Before running our MNIST example, let’s download some data for inference. The provided download_pgms.py script uses python3 and the libraries pillow and numpy First we install the libraries and needed tools.

To install python packages, you need Package Installer for Python (pip) to be installed.
To install pip for python3

sudo apt install python3-pip python3-dev

To install the packages using pip

python3 -m pip install numpy pillow

We need to install curl, a very powerful tool to transfer data using various network protocols, to download the sample dataset.

sudo apt install curl

Second, we download and extract the data needed from Yann LeCun’s website.

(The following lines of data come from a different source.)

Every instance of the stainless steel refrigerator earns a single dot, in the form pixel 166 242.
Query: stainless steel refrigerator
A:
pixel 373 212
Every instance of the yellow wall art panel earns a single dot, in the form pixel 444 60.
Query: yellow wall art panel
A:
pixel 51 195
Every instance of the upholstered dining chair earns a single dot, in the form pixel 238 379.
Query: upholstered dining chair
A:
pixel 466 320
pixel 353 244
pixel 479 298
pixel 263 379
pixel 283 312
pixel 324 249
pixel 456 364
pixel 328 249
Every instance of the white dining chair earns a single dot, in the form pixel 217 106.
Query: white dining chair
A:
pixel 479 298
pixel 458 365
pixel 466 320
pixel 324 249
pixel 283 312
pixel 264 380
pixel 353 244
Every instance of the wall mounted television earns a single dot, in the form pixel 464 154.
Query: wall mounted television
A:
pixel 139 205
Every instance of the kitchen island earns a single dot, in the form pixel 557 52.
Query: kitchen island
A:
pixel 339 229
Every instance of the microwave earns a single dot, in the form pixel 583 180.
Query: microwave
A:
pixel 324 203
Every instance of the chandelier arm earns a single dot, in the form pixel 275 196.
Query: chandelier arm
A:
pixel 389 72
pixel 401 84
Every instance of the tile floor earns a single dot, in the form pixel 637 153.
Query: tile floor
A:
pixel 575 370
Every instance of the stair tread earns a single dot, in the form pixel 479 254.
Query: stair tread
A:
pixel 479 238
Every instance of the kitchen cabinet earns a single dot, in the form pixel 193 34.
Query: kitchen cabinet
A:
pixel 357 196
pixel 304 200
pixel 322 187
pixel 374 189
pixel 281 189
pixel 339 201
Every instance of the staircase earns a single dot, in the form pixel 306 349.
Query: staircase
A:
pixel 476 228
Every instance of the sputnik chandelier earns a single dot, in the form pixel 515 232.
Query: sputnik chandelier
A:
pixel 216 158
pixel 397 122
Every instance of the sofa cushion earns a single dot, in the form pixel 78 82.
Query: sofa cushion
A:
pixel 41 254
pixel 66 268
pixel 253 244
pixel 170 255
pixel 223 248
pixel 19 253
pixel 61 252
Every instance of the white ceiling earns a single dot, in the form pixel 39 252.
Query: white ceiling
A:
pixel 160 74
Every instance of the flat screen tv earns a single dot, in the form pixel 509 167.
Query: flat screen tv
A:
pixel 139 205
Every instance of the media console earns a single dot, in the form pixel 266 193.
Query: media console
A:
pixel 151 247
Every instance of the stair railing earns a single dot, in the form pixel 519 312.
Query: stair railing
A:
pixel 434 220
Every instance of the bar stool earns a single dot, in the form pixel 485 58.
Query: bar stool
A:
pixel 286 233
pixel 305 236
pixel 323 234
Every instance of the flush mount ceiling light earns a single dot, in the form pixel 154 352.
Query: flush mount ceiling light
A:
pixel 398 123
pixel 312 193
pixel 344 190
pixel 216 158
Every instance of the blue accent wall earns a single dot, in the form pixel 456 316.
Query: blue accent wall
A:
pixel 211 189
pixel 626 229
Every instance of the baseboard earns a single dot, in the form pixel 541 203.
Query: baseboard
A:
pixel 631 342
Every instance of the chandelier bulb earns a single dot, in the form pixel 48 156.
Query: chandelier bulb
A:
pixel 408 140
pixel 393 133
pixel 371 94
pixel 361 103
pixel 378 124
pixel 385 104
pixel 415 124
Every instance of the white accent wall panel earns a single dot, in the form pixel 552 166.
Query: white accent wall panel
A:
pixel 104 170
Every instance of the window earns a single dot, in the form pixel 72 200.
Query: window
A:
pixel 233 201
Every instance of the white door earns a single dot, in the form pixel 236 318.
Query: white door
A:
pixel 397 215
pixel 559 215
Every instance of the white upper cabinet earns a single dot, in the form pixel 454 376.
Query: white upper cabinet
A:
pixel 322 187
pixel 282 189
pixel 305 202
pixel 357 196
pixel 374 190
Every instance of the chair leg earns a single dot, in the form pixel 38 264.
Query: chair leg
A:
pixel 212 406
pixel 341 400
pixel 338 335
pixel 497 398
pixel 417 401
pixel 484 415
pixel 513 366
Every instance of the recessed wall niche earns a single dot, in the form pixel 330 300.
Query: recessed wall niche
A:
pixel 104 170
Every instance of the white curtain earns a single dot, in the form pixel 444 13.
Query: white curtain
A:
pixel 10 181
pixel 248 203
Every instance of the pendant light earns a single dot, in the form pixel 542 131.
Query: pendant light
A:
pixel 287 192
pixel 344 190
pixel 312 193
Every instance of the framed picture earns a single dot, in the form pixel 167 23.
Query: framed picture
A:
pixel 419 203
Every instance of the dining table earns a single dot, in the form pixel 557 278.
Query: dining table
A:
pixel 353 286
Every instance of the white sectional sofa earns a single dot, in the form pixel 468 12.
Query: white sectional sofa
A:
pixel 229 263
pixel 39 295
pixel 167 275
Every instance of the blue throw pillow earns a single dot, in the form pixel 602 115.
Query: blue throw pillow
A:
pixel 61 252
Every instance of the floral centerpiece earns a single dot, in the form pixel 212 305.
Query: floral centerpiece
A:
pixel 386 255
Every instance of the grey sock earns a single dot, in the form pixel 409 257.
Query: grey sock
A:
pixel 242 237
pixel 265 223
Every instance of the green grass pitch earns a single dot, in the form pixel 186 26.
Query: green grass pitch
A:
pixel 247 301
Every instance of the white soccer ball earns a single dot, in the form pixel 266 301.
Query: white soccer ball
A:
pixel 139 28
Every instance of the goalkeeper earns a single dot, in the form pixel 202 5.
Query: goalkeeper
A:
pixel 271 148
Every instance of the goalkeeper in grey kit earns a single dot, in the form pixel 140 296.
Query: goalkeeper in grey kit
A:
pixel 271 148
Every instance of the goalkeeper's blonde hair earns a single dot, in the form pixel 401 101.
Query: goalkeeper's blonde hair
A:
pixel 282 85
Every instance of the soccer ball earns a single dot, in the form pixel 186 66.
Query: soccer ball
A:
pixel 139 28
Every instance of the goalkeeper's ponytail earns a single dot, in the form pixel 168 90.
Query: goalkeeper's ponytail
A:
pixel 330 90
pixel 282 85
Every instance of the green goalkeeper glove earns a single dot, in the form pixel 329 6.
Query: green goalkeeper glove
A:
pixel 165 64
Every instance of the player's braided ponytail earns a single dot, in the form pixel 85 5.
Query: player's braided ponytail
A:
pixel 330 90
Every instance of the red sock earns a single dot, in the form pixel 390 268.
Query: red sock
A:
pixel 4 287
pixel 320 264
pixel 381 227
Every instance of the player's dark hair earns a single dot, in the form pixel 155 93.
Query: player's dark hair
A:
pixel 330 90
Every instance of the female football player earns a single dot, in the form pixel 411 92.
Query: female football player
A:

cd $HOME/tensorrt-samples/data/mnist
curl http://yann.lecun.com/exdb/mnist/train-images-idx3-ubyte.gz -o train-images-idx3-ubyte.gz
gunzip train-images-idx3-ubyte.gz
curl http://yann.lecun.com/exdb/mnist/train-labels-idx1-ubyte.gz -o train-labels-idx1-ubyte.gz
gunzip train-labels-idx1-ubyte.gz

Third, we run the data download script

python3 download_pgms.py

Finally, we run the MNIST sample.

cd $HOME/tensorrt-samples/bin && ./sample_mnist
&&&& RUNNING TensorRT.sample_mnist # ./sample_mnist
[08/21/2020-10:51:14] [I] Building and running a GPU inference engine for MNIST
[08/21/2020-10:51:15] [I] [TRT] Detected 1 inputs and 1 output network tensors.
[08/21/2020-10:51:15] [I] Input:
@@@@@@@@@@@@@@@@@@@@@@@@@@@@
@@@@@@@@@@@@@@@@@@@@@@@@@@@@
@@@@@@@@@@@@@@@@@@@@@@@@@@@@
@@@@@@@@@@@@@@@@@@@@@@@@@@@@
@@@@@@@@@@@@@@@@@@@@@@@@@@@@
@@@@@@@@@@@@@@@@@@@@@@@@@@@@
@@@@@@@@@@@@@@@@@@@@@@@@@@@@
@@@@@@@@@@@@#=.  +*=#@@@@@@@
@@@@@@@@@@@*   :.   -@@@@@@@
@@@@@@@@@@#  :#@@:  +@@@@@@@
@@@@@@@@@*  :@@@*  .@@@@@@@@
@@@@@@@@=  =@@@@.  *@@@@@@@@
@@@@@@@=  -@@@@*  =@@@@@@@@@
@@@@@@@  -@@@%:  -@@@@@@@@@@
@@@@@@%  %%+:    *@@@@@@@@@@
@@@@@@@      ..  @@@@@@@@@@@
@@@@@@@#  .=%%: =@@@@@@@@@@@
@@@@@@@@@@@@@#  +@@@@@@@@@@@
@@@@@@@@@@@@@#  @@@@@@@@@@@@
@@@@@@@@@@@@@@  @@@@@@@@@@@@
@@@@@@@@@@@@@#  @@@@@@@@@@@@
@@@@@@@@@@@@@+  @@@@@@@@@@@@
@@@@@@@@@@@@@%  @@@@@@@@@@@@
@@@@@@@@@@@@@@. #@@@@@@@@@@@
@@@@@@@@@@@@@@* :%@@@@@@@@@@
@@@@@@@@@@@@@@@: -@@@@@@@@@@
@@@@@@@@@@@@@@@@= %@@@@@@@@@
@@@@@@@@@@@@@@@@@@@@@@@@@@@@

[08/21/2020-10:51:15] [I] Output:
0: 
1: 
2: 
3: 
4: 
5: 
6: 
7: 
8: 
9: **********

&&&& PASSED TensorRT.sample_mnist # ./sample_mnist

It is alive! Given a picture of a 9, we were able to predict that it is the actual digit 9 (** next to the 9).
You may have different numbers, the important part is seeing “PASSED” with a similar output to this one.

Conclusion

Congratulations! Your system is now ready to be used for many applications which leverage your NVIDIA GPU.
If you are interested in CUDA, cudNN, and TensorRT, you have the samples ready to use!

References

Important

Make sure to check the version of the documentation. Sometimes it points to the latest version only and it may not be compatible with the version you need!